Experiences during a critical period of early developmental stages have been shown to shape adult behaviors in many species. In C. elegans, exposure to high levels of pheromone during the L1/L2 larval stage may trigger entry into the dauer developmental stage. Animals exit from the dauer stage and resume reproductive growth when conditions become more favorable. Although many tissue types are remodeled, and gene expression patterns are altered in the dauer stage, post-dauer animals appear grossly similar to animals that bypassed the dauer stage. Thus, whether post-dauer animals retain a cellular memory of their developmental history remains unclear. A few previous reports have suggested that cell lineages, morphology and gene expression patterns may be altered in post-dauer animals as compared to animals that bypassed the dauer stage, but this issue has not been studied systematically [Sutherlin, M.E. and S.W. Emmons. 1994. Genetics 138: 675-688; Euling, S. and V. Ambros. 1996. Development 122: 2507-2515]. We have found that expression of an
osm-9::gfp fusion gene in adult animals is regulated by developmental history.

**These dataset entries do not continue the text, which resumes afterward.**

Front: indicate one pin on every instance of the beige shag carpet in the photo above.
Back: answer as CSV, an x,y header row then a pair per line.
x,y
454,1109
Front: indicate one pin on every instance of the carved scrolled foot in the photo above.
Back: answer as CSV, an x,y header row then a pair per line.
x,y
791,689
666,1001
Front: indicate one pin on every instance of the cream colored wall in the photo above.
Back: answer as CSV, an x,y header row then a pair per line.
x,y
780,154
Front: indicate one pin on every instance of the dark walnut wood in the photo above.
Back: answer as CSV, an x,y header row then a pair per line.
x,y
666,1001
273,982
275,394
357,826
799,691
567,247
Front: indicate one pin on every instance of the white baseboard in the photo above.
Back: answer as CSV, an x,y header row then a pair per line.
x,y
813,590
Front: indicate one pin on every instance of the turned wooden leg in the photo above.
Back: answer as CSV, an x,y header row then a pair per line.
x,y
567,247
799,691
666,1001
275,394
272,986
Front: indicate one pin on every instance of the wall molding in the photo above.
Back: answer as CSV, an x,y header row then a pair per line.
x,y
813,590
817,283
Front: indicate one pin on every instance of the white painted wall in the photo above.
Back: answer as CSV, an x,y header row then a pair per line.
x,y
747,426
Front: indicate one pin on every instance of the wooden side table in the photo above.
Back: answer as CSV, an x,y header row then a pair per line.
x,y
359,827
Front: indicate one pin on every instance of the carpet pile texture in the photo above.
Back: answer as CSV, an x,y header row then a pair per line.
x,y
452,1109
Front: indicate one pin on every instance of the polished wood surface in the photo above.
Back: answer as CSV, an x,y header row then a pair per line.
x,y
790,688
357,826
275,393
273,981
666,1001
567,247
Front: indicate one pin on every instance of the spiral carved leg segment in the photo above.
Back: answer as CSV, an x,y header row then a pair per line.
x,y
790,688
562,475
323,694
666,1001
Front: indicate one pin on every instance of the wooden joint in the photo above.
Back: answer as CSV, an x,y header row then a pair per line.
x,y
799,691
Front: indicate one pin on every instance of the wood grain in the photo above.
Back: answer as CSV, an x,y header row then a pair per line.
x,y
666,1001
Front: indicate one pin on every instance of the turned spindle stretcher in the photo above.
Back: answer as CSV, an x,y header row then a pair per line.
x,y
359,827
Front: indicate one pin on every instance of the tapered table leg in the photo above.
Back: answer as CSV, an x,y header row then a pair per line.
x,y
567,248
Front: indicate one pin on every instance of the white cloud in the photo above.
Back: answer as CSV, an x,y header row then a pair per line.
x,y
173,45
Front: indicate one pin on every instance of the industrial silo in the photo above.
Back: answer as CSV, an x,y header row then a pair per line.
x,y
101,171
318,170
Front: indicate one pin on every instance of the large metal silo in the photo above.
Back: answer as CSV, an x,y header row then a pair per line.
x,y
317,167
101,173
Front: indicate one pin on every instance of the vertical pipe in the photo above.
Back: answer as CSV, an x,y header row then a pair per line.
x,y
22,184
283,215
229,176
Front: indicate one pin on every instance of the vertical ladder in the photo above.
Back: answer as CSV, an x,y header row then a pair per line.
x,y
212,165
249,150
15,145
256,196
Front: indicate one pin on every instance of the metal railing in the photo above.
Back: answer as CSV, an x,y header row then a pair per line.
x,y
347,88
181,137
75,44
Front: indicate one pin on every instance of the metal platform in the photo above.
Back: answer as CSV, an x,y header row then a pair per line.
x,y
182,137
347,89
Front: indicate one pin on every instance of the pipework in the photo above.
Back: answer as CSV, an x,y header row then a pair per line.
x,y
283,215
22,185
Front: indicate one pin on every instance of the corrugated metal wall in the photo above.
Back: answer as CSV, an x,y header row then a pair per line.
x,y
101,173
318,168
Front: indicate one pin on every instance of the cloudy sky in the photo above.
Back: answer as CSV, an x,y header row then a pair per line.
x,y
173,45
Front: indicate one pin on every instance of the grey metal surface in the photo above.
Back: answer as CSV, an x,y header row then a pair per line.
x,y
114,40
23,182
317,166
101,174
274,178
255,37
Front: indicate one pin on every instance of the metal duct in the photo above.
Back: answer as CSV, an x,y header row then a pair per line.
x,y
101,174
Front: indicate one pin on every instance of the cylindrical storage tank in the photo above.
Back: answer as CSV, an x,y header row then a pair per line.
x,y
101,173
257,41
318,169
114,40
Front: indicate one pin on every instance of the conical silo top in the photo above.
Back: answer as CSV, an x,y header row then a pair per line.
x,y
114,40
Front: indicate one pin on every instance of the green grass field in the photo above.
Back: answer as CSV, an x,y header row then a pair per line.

osm-9 encodes a TRPV channel, and is expressed in multiple cell types, including the ADL and AWA chemosensory neurons in animals that bypassed the dauer stage. Interestingly,
osm-9::gfp expression is eliminated in the ADL, but not the AWA neurons in post-dauer animals. This alteration in gene expression does not appear to be regulated merely by starvation, L1 arrest, or by exposure to pheromone in early larval stages, suggesting that passage through the dauer stage is necessary for the observed changes in
osm-9::gfp expression. The change in gene expression is observed in post-dauer animals that spent as little as 1 day in the dauer stage. We have reduced the required cis-regulatory sequences required for conferring this regulation to 500 bp and are further refining this region. We are also examining
osm-9::gfp expression in animals mutant for daf and chromatin remodeling genes. Furthermore, since OSM-9 is required for sensory transduction, we are testing for differences in ADL-mediated and
osm-9-dependent behaviors of animals that have passed through the dauer stage as compared to control animals. To identify additional genes that may be regulated in a similar manner, we are also expression profiling post-dauer adult and control animals. We expect that this work will allow us to understand how early environmental and developmental experiences affect adult phenotypes by identifying the required molecules and pathways for developmental ‘memory.